Пристань походила на исполинскую фабрику из фильма передового режиссера.

Пемброк с Надей спустились с парохода в числе первых. Надя была в еще более возбужденном состоянии, чем в тот день, когда садилась на пароход: попала в самую главную страну в мире! Альфред Исаевич объяснял ей все с таким гордым видом, точно Америка была его собственным имением, которое он очень хорошо и удобно обставил.

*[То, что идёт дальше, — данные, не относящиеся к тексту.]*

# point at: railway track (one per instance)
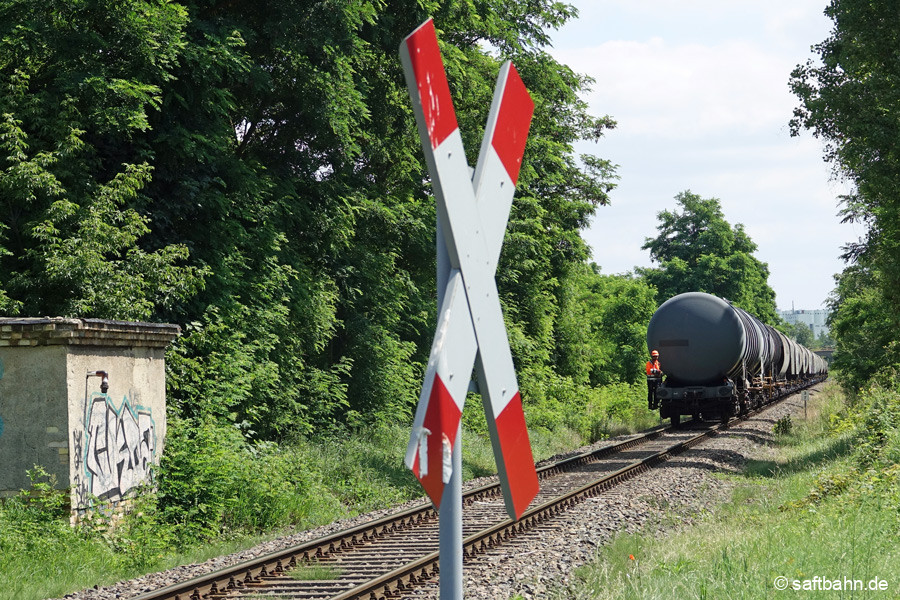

Багаж был разложен по первым буквам фамилий пассажиров; чемоданы Нади оказались далеко от вещей Яценко и Пемброка. Она всё волновалась, что их украдут, и не хотела было отходить, но Альфред Исаевич, улыбаясь, объяснил ей, что этого никак быть не может. Все же он приставил к вещам носильщика и повел Надю в большую освещенную сверху залу, где дамы какой-то благотворительной организации угощали приезжих Ди-Пи кофе в картонных стаканчиках, бутербродами и сухим печеньем. Надя смотрела на них с восторгом. Нигде в мире этого не было. Ди-Пи были именно такие, какими им надлежало быть: испуганные, растерянные, плохо одетые; они с изумлением принимали картонные стаканчики от улыбавшихся дам. «Верно, бедные, лет десять, а то и всю жизнь, не слышали ласкового слова!» – говорила вполголоса Надя.